Die eigene Geschichte erfinden
Green entwickelt Bewältigungsstrategien, um der endlosen Mühle "Warum, Warum, Warum?" im Kopf zu entgehen. "War ich zu gemein zu ihm? War ich nicht gemein genug? Letztendlich wird man nie genau herausfinden, was passiert ist." Eine Frau in ihrer Lage könne nur versuchen, ihre eigenen Gefühle zu schützen. Dann bekam sie einen Tipp: Sie solle nicht versuchen, seine Beweggründe zu ergründen, sie solle ihre eigene Geschichte herausfinden. Und an ihrer eigenen Geschichte arbeitet sie noch.
"Ich kenne immer noch nicht alles. Alles, was ich tun kann, ist meine Wahrheit zu kennen. Nämlich, dass das alles für mich ein absoluter Schock war, den ich nicht kommen sah. Ich glaube, X hatte sich schon eine Weile zurückgezogen, aber er hatte nicht die Mittel, um das zu kommunizieren. Wirklich traurig war für mich, dass ich keine Chance hatte, weil er sich bereits entschieden hatte. Sein Fokus war woanders und er war weitergezogen und weggezogen."

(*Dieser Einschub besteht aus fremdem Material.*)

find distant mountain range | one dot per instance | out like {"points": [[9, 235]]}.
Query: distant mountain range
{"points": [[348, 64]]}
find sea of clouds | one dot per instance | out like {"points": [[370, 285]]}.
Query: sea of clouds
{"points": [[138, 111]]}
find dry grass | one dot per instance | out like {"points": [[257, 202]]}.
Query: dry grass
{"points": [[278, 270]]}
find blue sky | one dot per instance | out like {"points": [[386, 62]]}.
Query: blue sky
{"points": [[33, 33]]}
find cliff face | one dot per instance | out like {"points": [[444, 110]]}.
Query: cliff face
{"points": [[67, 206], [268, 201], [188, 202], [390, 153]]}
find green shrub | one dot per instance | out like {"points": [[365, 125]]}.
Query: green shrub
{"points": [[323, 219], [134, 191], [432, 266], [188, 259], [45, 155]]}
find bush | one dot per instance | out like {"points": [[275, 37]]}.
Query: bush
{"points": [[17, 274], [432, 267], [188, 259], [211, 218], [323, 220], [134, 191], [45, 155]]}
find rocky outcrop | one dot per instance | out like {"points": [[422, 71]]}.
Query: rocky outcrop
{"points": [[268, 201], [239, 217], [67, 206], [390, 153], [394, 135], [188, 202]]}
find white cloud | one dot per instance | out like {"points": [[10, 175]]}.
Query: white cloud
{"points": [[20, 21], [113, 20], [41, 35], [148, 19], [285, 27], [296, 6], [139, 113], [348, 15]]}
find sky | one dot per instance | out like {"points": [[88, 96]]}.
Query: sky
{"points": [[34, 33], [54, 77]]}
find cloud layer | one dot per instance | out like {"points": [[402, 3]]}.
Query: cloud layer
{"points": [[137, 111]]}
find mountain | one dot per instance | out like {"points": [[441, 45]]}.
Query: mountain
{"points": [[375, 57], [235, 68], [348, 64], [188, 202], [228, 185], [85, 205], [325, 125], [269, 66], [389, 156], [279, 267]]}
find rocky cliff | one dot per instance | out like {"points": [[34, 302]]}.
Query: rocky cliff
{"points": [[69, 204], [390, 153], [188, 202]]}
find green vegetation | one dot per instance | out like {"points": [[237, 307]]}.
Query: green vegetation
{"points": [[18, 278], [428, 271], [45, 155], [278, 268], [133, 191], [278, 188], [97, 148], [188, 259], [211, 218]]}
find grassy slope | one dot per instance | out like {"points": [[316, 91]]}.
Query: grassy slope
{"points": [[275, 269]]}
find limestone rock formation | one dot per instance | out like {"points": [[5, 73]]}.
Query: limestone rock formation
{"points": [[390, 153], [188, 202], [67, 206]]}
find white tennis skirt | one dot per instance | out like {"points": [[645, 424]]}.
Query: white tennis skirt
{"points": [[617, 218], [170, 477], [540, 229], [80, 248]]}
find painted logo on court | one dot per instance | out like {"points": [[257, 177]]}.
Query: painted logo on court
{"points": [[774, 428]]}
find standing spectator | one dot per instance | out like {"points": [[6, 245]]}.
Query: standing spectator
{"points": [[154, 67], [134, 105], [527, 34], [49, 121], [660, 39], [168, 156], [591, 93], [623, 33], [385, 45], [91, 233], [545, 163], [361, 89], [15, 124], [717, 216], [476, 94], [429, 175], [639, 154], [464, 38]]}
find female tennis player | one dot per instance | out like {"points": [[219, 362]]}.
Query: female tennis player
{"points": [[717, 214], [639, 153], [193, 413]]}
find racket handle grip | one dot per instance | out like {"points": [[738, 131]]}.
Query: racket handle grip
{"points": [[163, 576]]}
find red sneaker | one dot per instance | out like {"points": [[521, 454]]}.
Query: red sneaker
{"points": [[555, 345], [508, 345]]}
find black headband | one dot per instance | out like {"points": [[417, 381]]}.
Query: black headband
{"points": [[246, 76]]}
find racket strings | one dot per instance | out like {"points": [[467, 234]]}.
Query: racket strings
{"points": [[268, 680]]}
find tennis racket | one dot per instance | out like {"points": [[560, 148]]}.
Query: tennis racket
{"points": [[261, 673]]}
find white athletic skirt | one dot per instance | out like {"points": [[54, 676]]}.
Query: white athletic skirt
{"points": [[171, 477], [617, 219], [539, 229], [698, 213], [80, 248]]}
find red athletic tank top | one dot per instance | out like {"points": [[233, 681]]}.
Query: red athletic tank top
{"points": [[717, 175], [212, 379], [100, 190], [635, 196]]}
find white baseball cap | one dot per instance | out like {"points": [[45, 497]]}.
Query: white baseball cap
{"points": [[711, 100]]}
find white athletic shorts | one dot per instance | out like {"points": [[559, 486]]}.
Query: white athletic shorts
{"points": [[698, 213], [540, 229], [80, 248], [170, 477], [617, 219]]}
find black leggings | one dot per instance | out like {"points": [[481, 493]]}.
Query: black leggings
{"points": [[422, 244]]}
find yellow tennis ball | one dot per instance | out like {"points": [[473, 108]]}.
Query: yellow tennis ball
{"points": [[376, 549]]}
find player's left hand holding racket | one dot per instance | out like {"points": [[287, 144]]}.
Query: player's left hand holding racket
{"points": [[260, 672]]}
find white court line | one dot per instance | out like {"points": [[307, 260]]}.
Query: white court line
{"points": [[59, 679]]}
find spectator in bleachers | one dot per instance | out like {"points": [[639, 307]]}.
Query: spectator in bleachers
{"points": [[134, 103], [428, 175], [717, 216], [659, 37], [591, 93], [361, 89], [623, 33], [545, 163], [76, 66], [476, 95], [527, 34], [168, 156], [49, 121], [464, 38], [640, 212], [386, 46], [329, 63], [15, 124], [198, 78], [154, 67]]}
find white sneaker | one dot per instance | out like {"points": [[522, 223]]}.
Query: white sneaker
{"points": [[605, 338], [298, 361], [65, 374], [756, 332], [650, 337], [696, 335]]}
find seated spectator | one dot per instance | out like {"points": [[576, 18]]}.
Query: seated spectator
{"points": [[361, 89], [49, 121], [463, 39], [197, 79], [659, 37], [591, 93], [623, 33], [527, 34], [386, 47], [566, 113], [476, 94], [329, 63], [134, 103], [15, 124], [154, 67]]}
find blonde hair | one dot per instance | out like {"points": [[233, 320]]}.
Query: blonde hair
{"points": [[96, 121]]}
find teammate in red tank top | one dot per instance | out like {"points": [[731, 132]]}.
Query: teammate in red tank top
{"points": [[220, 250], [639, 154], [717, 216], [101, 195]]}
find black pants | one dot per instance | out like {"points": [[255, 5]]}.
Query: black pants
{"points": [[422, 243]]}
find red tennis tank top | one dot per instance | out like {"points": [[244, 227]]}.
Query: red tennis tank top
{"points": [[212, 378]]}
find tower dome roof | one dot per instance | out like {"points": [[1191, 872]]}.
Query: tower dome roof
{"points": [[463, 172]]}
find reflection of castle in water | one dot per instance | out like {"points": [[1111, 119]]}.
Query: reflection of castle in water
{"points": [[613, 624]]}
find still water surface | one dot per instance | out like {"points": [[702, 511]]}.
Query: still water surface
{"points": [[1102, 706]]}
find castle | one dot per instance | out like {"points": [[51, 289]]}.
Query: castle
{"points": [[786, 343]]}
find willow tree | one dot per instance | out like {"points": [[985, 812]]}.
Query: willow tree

Endgültig verlassen, bevor sie es bemerkte
Die Tragik: An X habe sie sein stoisches Wesen geliebt, jemand der nicht endlos eine Beziehung infrage stellt, der nicht über seine Gefühle grübelt. Das war am Anfang einfach und klar, aber es bedeutete offenbar auch, dass X nicht in der Lage war, mit der Situation umzugehen, als sich negative Gefühle der Unzufriedenheit einstellten. Die Ehe kippte, als diese negativen Gefühle überhandnahmen und die positiven an eine andere Frau übertragen wurden.
Zwei Dinge halfen Green aus dem Tal heraus: Freundinnen brechen den Zirkel eines gebrochenen Herzens auf. Und junge Männer. Junge Frauen stöhnen über die heutigen Dating-Sitten, aber nicht Green: "Ich dachte zuerst, niemand wird mich jemals wieder lieben, aber dann gab es da draußen ziemlich viele süße 25-jährige Männer, die mich wollten."
Geholfen hat auch ein neuer Freund. Ob der für die Ewigkeit ist, weiß Green nicht, aber immerhin habe es schon fünf Monate gehalten.
Die alte Ehe? "An manchen Tagen fühle ich mich immer noch richtig beschissen, aber meistens nicht."